Research Breakthrough AI News & Updates

Cognichip Secures $33M to Build AI for Accelerating Semiconductor Development

Cognichip, a San Francisco-based startup founded by semiconductor veteran Faraj Aalaei, has emerged from stealth with $33 million in seed funding to develop a physics-informed foundational AI model for accelerating chip development. The company aims to create "artificial chip intelligence" that could potentially reduce chip production times by 50% and lower associated costs, with backing from Lux Capital, Mayfield, FPV, and Candou Ventures.

DeepMind's AlphaEvolve: A Self-Evaluating AI System for Math and Science Problems

DeepMind has developed AlphaEvolve, a new AI system designed to solve problems with machine-gradeable solutions while reducing hallucinations through an automatic evaluation mechanism. The system demonstrated its capabilities by rediscovering known solutions to mathematical problems 75% of the time, finding improved solutions in 20% of cases, and generating optimizations that recovered 0.7% of Google's worldwide compute resources and reduced Gemini model training time by 1%.

Epoch AI Study Predicts Slowing Performance Gains in Reasoning AI Models

An analysis by Epoch AI suggests that performance improvements in reasoning AI models may plateau within a year despite current rapid progress. The report indicates that while reinforcement learning techniques are being scaled up significantly by companies like OpenAI, there are fundamental upper bounds to these performance gains that will likely converge with overall AI frontier progress by 2026.

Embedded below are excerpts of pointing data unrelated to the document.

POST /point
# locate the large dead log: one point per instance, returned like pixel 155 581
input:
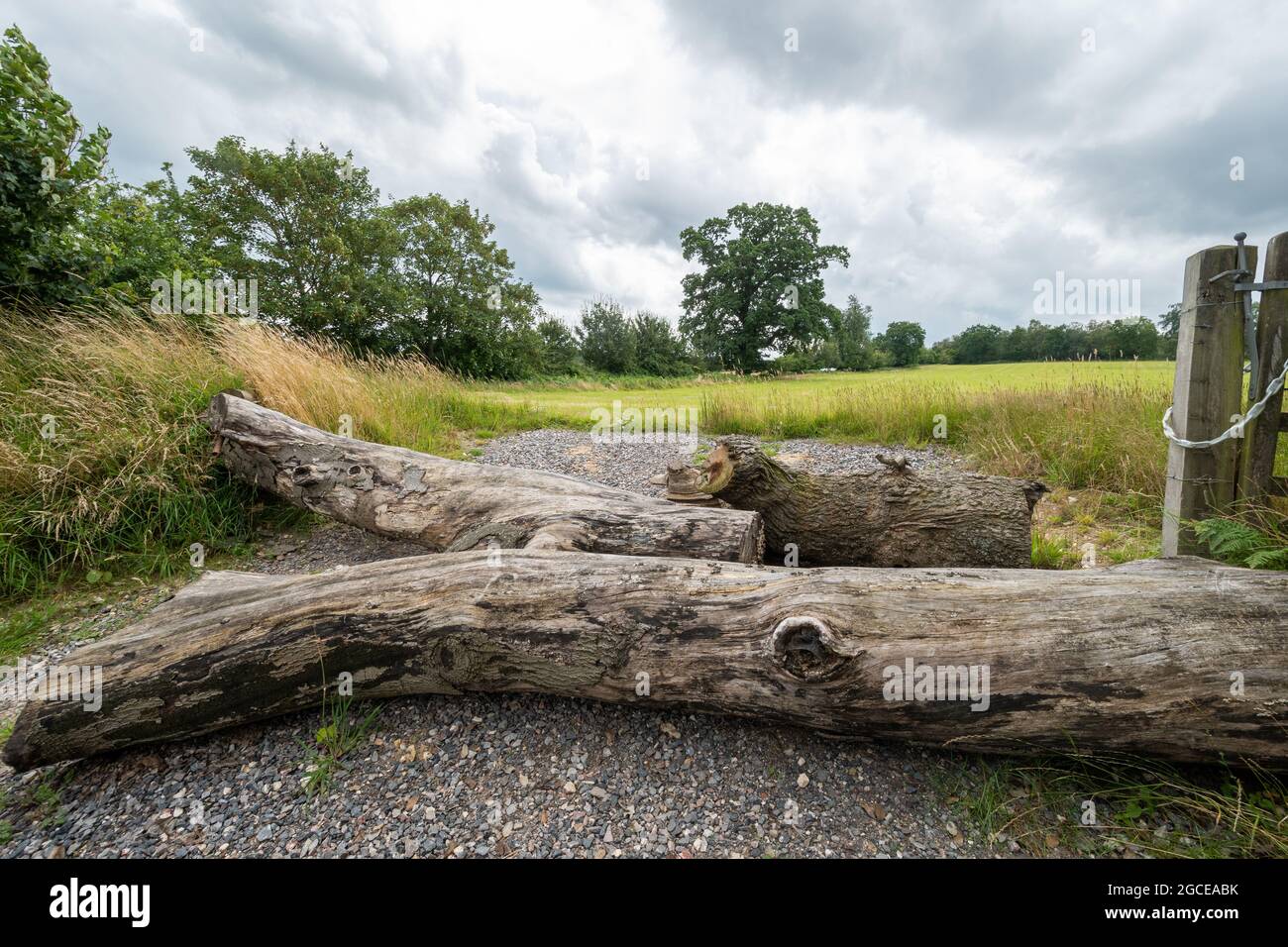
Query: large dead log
pixel 896 517
pixel 1179 659
pixel 447 505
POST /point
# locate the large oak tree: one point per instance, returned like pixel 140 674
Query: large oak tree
pixel 761 282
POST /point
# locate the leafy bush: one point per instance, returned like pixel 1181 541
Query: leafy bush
pixel 1239 543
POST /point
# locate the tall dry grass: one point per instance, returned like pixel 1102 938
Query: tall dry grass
pixel 1086 434
pixel 127 482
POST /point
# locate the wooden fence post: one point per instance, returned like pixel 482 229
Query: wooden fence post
pixel 1261 437
pixel 1207 392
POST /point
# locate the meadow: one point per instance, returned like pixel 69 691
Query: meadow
pixel 106 478
pixel 104 464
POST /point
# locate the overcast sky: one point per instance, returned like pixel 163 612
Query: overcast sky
pixel 961 151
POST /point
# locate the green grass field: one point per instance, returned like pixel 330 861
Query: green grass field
pixel 580 398
pixel 110 504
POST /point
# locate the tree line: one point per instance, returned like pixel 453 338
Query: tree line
pixel 303 240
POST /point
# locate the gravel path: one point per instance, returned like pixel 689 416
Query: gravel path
pixel 502 775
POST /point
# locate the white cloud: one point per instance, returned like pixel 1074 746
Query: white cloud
pixel 960 153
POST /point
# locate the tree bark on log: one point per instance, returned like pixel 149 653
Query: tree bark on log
pixel 449 505
pixel 1142 657
pixel 896 517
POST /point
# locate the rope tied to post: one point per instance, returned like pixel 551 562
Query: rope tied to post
pixel 1234 429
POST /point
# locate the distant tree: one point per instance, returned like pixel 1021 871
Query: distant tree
pixel 48 171
pixel 760 285
pixel 903 341
pixel 559 351
pixel 979 344
pixel 658 351
pixel 850 335
pixel 140 235
pixel 1170 330
pixel 606 338
pixel 301 223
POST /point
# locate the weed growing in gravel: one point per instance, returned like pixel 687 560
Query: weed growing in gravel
pixel 343 731
pixel 1102 805
pixel 1054 553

Study Reveals Asking AI Chatbots for Brevity Increases Hallucination Rates

Research from AI testing company Giskard has found that instructing AI chatbots to provide concise answers significantly increases their tendency to hallucinate, particularly for ambiguous topics. The study showed that leading models including GPT-4o, Mistral Large, and Claude 3.7 Sonnet all exhibited reduced factual accuracy when prompted to keep answers short, as brevity limits their ability to properly address false premises.

FutureHouse Launches 'Finch' AI Tool for Biology Research

FutureHouse, a nonprofit backed by Eric Schmidt, has released a biology-focused AI tool called 'Finch' that analyzes research papers to answer scientific questions and generate figures. The CEO compared it to a "first year grad student" that makes "silly mistakes" but can process information rapidly, though experts note AI's limited track record in scientific breakthroughs.

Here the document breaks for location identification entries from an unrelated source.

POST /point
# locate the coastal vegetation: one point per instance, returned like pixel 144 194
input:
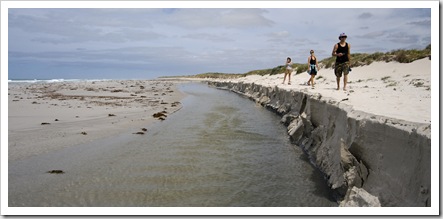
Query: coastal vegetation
pixel 357 59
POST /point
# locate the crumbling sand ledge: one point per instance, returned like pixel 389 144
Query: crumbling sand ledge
pixel 388 158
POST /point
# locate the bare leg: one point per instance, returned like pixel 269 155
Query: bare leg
pixel 312 80
pixel 338 83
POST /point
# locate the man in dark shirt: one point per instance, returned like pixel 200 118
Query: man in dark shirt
pixel 342 51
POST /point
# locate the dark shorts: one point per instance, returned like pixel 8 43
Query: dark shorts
pixel 312 70
pixel 341 68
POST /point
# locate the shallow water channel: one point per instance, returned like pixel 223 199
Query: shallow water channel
pixel 220 149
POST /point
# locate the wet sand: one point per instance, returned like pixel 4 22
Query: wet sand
pixel 45 117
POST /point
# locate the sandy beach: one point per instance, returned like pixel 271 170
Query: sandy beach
pixel 396 90
pixel 50 116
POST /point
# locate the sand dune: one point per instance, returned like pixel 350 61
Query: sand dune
pixel 401 91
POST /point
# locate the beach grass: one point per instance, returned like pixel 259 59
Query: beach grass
pixel 357 59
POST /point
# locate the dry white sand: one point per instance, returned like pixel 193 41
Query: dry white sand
pixel 396 90
pixel 49 116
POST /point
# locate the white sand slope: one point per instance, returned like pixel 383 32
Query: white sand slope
pixel 397 90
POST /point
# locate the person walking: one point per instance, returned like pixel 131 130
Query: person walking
pixel 288 70
pixel 313 68
pixel 342 50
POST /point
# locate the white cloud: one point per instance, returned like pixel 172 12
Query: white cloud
pixel 222 40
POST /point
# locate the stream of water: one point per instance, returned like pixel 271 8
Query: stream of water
pixel 219 150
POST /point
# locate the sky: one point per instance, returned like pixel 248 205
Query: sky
pixel 145 43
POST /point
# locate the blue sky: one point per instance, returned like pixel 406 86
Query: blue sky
pixel 144 43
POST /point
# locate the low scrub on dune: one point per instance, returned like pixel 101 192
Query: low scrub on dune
pixel 357 59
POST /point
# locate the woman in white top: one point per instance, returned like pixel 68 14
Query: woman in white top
pixel 288 70
pixel 313 68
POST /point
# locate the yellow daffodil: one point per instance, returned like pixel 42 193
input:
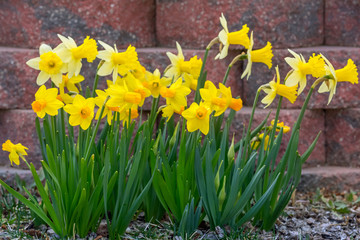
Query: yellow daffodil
pixel 280 125
pixel 50 65
pixel 154 82
pixel 124 115
pixel 275 88
pixel 66 98
pixel 117 62
pixel 73 54
pixel 176 94
pixel 315 66
pixel 46 102
pixel 347 74
pixel 189 70
pixel 122 97
pixel 108 111
pixel 263 55
pixel 257 140
pixel 70 83
pixel 169 110
pixel 16 151
pixel 134 85
pixel 81 111
pixel 226 38
pixel 213 97
pixel 197 117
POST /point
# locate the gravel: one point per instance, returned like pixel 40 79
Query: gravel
pixel 303 218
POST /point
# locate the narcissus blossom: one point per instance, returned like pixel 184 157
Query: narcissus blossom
pixel 50 65
pixel 81 111
pixel 73 54
pixel 347 74
pixel 219 99
pixel 315 67
pixel 70 83
pixel 275 88
pixel 46 102
pixel 15 150
pixel 169 110
pixel 108 111
pixel 236 38
pixel 189 70
pixel 280 125
pixel 197 117
pixel 176 94
pixel 122 97
pixel 154 82
pixel 117 62
pixel 263 55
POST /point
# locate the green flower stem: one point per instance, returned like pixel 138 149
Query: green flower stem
pixel 226 74
pixel 96 80
pixel 88 146
pixel 153 113
pixel 202 77
pixel 248 133
pixel 273 131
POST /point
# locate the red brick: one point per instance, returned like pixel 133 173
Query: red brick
pixel 29 23
pixel 343 137
pixel 18 81
pixel 342 20
pixel 312 123
pixel 346 94
pixel 157 58
pixel 194 23
pixel 19 127
pixel 336 179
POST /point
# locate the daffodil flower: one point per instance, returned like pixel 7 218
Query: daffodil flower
pixel 279 125
pixel 176 94
pixel 16 151
pixel 70 83
pixel 257 140
pixel 73 54
pixel 81 111
pixel 122 97
pixel 189 70
pixel 50 65
pixel 197 117
pixel 315 66
pixel 226 38
pixel 169 110
pixel 134 85
pixel 346 74
pixel 46 102
pixel 275 88
pixel 154 82
pixel 124 115
pixel 117 62
pixel 263 55
pixel 108 111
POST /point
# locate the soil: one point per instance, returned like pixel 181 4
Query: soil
pixel 307 216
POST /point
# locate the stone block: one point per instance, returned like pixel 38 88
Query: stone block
pixel 312 124
pixel 31 22
pixel 335 179
pixel 194 23
pixel 19 127
pixel 346 94
pixel 342 20
pixel 343 137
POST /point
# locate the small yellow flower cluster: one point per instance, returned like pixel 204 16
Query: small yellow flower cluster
pixel 255 142
pixel 131 84
pixel 226 38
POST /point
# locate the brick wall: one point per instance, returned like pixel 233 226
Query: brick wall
pixel 153 26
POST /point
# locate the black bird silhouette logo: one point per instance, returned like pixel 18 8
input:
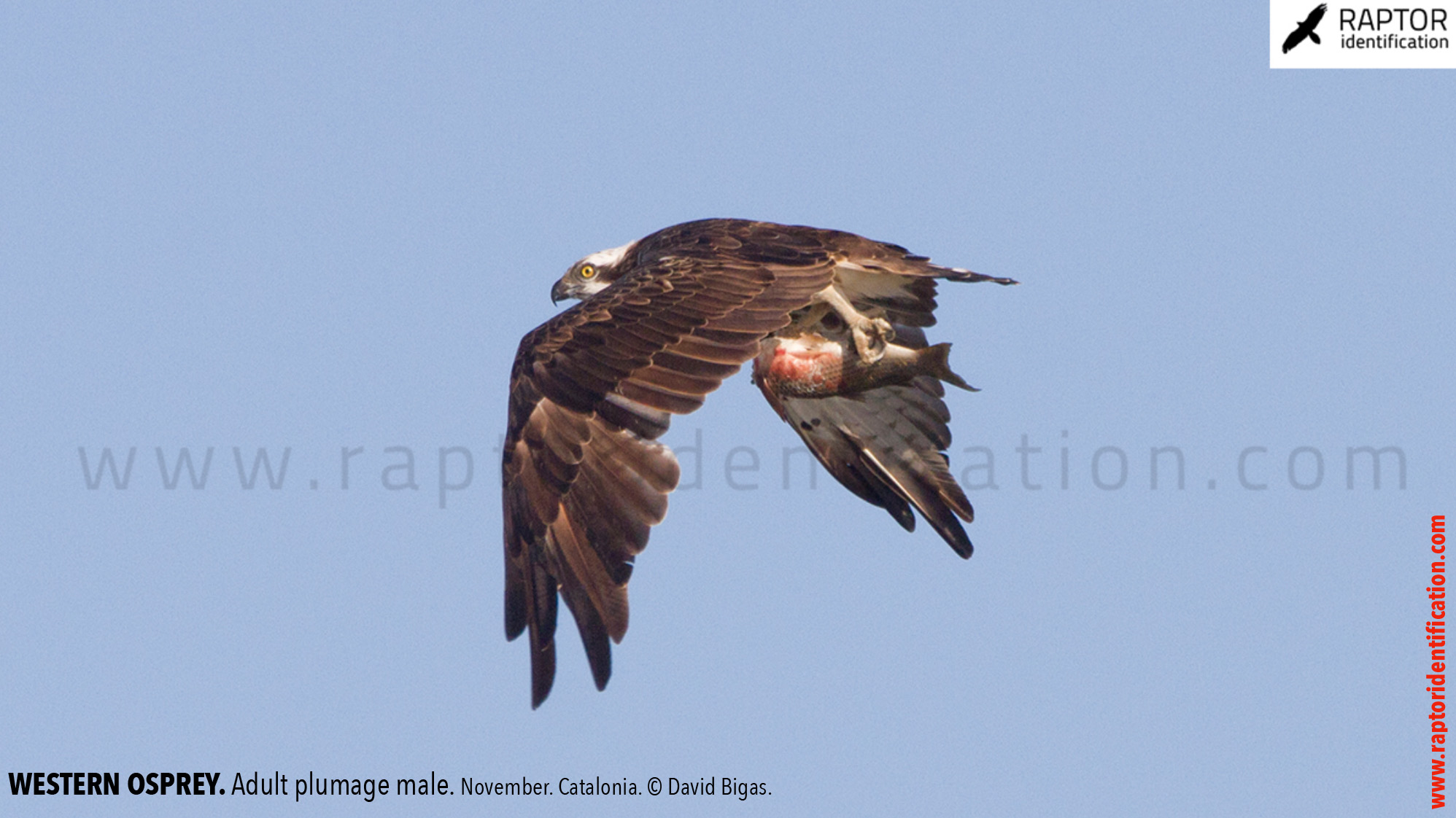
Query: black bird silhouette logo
pixel 1305 29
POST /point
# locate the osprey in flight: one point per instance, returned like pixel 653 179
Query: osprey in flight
pixel 833 327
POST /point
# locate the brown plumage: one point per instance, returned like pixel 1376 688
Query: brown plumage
pixel 663 322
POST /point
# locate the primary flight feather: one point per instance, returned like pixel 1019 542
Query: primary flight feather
pixel 833 327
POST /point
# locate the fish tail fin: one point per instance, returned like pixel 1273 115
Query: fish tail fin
pixel 935 362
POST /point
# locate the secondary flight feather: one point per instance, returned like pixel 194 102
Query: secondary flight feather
pixel 833 325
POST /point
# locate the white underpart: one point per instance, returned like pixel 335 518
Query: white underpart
pixel 590 289
pixel 811 343
pixel 855 280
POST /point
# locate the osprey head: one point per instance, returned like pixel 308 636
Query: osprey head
pixel 590 276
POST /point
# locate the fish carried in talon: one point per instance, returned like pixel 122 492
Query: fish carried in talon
pixel 811 366
pixel 835 328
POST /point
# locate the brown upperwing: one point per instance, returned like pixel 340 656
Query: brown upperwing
pixel 592 389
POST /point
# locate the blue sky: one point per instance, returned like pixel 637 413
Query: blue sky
pixel 327 227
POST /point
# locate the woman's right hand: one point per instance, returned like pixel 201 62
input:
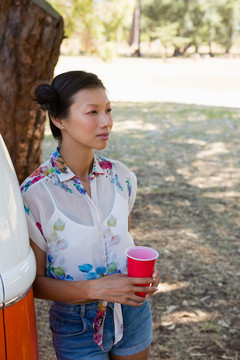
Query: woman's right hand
pixel 120 288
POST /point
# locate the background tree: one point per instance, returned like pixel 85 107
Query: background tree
pixel 95 23
pixel 184 23
pixel 31 32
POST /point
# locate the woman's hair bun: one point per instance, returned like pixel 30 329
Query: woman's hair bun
pixel 45 97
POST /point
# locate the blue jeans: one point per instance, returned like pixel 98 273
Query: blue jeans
pixel 72 330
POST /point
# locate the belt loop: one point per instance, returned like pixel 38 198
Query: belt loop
pixel 83 310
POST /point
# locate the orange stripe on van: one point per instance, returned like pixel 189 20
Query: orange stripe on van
pixel 21 332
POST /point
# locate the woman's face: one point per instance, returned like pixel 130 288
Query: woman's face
pixel 89 122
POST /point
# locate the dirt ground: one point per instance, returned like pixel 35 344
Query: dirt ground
pixel 186 158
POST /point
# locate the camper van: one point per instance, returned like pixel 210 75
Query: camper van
pixel 18 334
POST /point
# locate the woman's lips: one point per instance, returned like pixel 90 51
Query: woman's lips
pixel 103 136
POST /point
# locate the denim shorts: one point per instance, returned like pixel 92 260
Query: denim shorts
pixel 72 331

Ai2 Releases High-Performance Small Language Model Under Open License

Nonprofit AI research institute Ai2 has released Olmo 2 1B, a 1-billion-parameter AI model that outperforms similarly-sized models from Google, Meta, and Alibaba on several benchmarks. The model is available under the permissive Apache 2.0 license with complete transparency regarding code and training data, making it accessible for developers working with limited computing resources.

Microsoft Launches Powerful Small-Scale Reasoning Models in Phi 4 Series

Microsoft has introduced three new open AI models in its Phi 4 family: Phi 4 mini reasoning, Phi 4 reasoning, and Phi 4 reasoning plus. These models specialize in reasoning capabilities, with the most advanced version achieving performance comparable to much larger models like OpenAI's o3-mini and approaching DeepSeek's 671 billion parameter R1 model despite being substantially smaller.

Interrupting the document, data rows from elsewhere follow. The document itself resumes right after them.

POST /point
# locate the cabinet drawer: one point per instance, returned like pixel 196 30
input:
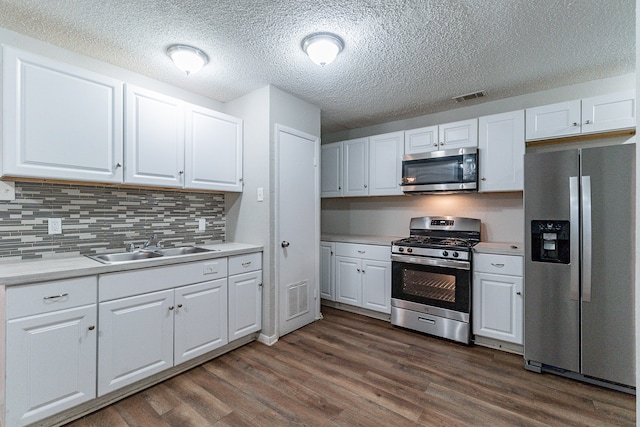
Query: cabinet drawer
pixel 27 300
pixel 129 283
pixel 245 263
pixel 378 253
pixel 498 264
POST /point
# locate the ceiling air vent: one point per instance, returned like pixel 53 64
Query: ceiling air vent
pixel 469 96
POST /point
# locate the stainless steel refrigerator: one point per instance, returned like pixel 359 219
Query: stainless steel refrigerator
pixel 579 263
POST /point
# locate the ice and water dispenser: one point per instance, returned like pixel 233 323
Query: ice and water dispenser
pixel 550 241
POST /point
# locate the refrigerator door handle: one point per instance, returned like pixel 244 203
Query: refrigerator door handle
pixel 586 238
pixel 574 205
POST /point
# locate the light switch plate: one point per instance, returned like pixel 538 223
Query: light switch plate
pixel 7 191
pixel 55 225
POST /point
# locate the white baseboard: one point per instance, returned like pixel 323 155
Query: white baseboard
pixel 268 340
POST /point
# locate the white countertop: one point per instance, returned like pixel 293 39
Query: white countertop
pixel 30 271
pixel 500 248
pixel 355 238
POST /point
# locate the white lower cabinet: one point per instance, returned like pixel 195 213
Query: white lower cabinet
pixel 136 339
pixel 245 295
pixel 327 271
pixel 50 348
pixel 497 297
pixel 363 276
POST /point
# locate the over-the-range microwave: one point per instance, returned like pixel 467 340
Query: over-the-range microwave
pixel 441 171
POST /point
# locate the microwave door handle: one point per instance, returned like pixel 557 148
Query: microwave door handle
pixel 574 207
pixel 586 239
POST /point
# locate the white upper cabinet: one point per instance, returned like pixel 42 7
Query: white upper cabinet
pixel 154 138
pixel 589 115
pixel 60 121
pixel 460 134
pixel 421 140
pixel 501 148
pixel 331 166
pixel 555 120
pixel 356 167
pixel 213 156
pixel 385 164
pixel 608 112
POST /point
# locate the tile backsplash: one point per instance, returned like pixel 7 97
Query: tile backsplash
pixel 103 219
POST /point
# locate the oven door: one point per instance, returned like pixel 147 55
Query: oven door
pixel 431 281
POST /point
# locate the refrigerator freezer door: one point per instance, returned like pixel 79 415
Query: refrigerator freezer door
pixel 552 316
pixel 608 331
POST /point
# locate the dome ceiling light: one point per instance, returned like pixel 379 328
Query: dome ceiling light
pixel 188 58
pixel 322 48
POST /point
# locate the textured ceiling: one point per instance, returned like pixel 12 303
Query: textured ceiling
pixel 402 58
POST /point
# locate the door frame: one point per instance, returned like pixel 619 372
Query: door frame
pixel 278 128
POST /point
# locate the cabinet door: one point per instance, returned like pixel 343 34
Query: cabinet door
pixel 327 269
pixel 331 169
pixel 497 307
pixel 501 149
pixel 154 138
pixel 51 363
pixel 553 121
pixel 60 121
pixel 136 339
pixel 609 112
pixel 421 140
pixel 458 134
pixel 200 319
pixel 348 281
pixel 355 158
pixel 376 285
pixel 245 304
pixel 213 154
pixel 385 164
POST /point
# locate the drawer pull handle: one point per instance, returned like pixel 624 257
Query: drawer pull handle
pixel 57 296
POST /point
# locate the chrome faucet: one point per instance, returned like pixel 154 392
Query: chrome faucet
pixel 146 244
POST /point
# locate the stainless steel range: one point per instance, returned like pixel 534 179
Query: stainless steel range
pixel 431 276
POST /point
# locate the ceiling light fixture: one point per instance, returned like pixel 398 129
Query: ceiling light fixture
pixel 188 58
pixel 322 48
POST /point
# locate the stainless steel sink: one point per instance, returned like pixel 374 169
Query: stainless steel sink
pixel 147 254
pixel 124 256
pixel 182 250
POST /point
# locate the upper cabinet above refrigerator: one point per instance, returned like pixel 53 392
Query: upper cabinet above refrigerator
pixel 590 115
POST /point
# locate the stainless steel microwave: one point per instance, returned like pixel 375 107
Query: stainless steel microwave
pixel 446 170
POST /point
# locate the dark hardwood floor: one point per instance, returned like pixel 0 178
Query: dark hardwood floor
pixel 351 370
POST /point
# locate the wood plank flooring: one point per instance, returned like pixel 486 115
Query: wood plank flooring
pixel 351 370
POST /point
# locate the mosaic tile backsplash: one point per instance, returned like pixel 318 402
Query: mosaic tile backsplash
pixel 104 219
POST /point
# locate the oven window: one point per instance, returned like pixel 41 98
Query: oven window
pixel 429 285
pixel 437 286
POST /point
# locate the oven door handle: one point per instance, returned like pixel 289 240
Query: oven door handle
pixel 436 262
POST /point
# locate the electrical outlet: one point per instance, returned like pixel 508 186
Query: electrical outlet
pixel 55 225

JetBrains Releases Open Source AI Coding Model with Technical Limitations

JetBrains has released Mellum, an open AI model specialized for code completion, under the Apache 2.0 license. Trained on 4 trillion tokens and containing 4 billion parameters, the model requires fine-tuning before use and comes with explicit warnings about potential biases and security vulnerabilities in its generated code.

DeepSeek Updates Prover V2 for Advanced Mathematical Reasoning

Chinese AI lab DeepSeek has released an upgraded version of its mathematics-focused AI model Prover V2, built on their V3 model with 671 billion parameters using a mixture-of-experts architecture. The company, which previously made Prover available for formal theorem proving and mathematical reasoning, is reportedly considering raising outside funding for the first time while continuing to update its model lineup.

Alibaba Launches Qwen3 Models with Advanced Reasoning Capabilities

Alibaba has released Qwen3, a family of AI models with sizes ranging from 0.6 billion to 235 billion parameters, claiming performance competitive with top models from Google and OpenAI. The models feature hybrid reasoning capabilities, supporting 119 languages and using a mixture of experts (MoE) architecture for computational efficiency.